Several countries are developing more proliferation resistant reprocessing methods that don't separate the plutonium from the other actinides. For instance, the pyrometallurgical process when used to reprocess fuel from the Integral Fast Reactor leaves large amounts of radioactive actinides in the reactor fuel. Removing these transuranics in a conventional reprocessing plant would be extremely difficult as many of the actinides emit strong neutron radiation, requiring all handling of the material to be done remotely, thus preventing the plutonium from being used for bombs while still being usable as reactor fuel.

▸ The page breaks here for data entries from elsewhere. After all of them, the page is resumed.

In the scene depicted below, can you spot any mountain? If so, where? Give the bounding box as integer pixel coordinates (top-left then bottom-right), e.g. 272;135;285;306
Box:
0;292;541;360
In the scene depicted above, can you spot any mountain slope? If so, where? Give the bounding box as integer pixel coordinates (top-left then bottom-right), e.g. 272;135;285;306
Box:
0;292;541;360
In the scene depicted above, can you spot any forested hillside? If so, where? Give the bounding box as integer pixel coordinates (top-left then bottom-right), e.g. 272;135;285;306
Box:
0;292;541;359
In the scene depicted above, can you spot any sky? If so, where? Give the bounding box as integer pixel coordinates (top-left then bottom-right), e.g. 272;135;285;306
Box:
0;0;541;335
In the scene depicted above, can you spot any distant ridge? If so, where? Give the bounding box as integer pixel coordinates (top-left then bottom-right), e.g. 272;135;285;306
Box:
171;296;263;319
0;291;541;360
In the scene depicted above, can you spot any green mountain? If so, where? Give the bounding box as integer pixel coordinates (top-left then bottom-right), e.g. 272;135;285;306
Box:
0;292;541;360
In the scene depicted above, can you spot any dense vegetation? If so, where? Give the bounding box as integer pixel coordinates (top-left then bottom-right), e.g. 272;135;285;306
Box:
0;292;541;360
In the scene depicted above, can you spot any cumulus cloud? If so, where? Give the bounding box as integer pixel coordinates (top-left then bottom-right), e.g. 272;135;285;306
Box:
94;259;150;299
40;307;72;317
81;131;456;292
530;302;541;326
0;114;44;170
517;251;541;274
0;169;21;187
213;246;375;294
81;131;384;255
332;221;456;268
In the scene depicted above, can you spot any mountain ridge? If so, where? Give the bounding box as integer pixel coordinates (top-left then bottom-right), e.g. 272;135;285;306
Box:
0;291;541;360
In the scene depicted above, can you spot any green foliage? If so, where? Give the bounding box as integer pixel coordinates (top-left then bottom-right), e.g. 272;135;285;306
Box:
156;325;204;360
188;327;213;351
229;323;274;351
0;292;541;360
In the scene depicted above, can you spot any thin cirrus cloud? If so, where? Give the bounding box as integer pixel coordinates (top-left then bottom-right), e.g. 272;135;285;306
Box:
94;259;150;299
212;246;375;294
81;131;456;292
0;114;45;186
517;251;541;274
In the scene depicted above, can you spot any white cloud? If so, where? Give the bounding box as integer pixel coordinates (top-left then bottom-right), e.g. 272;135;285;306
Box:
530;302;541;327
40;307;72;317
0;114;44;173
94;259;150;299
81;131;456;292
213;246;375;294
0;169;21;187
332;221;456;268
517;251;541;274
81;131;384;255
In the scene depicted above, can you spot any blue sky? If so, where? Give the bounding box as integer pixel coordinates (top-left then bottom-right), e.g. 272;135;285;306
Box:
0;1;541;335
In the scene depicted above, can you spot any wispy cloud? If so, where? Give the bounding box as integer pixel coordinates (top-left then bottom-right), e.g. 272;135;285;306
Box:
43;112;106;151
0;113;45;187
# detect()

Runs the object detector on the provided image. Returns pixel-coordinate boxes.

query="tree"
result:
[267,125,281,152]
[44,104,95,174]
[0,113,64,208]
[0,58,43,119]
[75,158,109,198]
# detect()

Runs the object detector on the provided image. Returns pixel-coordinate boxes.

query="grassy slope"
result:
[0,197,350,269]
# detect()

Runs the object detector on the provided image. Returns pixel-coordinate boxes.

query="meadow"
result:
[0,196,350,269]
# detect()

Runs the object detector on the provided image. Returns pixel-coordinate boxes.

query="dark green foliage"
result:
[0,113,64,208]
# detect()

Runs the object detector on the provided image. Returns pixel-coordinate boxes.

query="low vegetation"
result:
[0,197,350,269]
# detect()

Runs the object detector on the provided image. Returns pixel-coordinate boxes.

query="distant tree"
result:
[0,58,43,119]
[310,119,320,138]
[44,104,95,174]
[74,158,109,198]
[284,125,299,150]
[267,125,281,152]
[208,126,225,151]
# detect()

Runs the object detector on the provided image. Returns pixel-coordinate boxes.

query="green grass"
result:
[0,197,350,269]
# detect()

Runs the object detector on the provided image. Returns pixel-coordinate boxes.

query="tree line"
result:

Thorium fueled reactors may pose a slightly higher proliferation risk than uranium based reactors. The reason for this is that while Pu-239 will fairly often fail to undergo fission on neutron capture, producing Pu-240, the corresponding process in the thorium cycle is relatively rare. Thorium-232 converts to U-233, which will almost always undergo fission successfully, meaning that there will be very little U-234 produced in the reactor's thorium/U-233 breeder blanket, and the resulting pure U-233 will be comparatively easy to extract and use for weapons. However, U-233 is normally accompanied by U-232 (produced in neutron knock-off reactions), which has the strong gamma emitter Tl-208 in its decay chain. These gamma rays complicate the safe handling of a weapon and the design of its electronics, which is why U-233 has never been pursued for weapons beyond proof-of-concept demonstrations. One proposed solution to this is to mix natural or depleted uranium into the thorium breeder blanket. When diluted with enough U-238, the resulting uranium mixture would no longer be weapons usable, but significant quantities of plutonium would also be produced.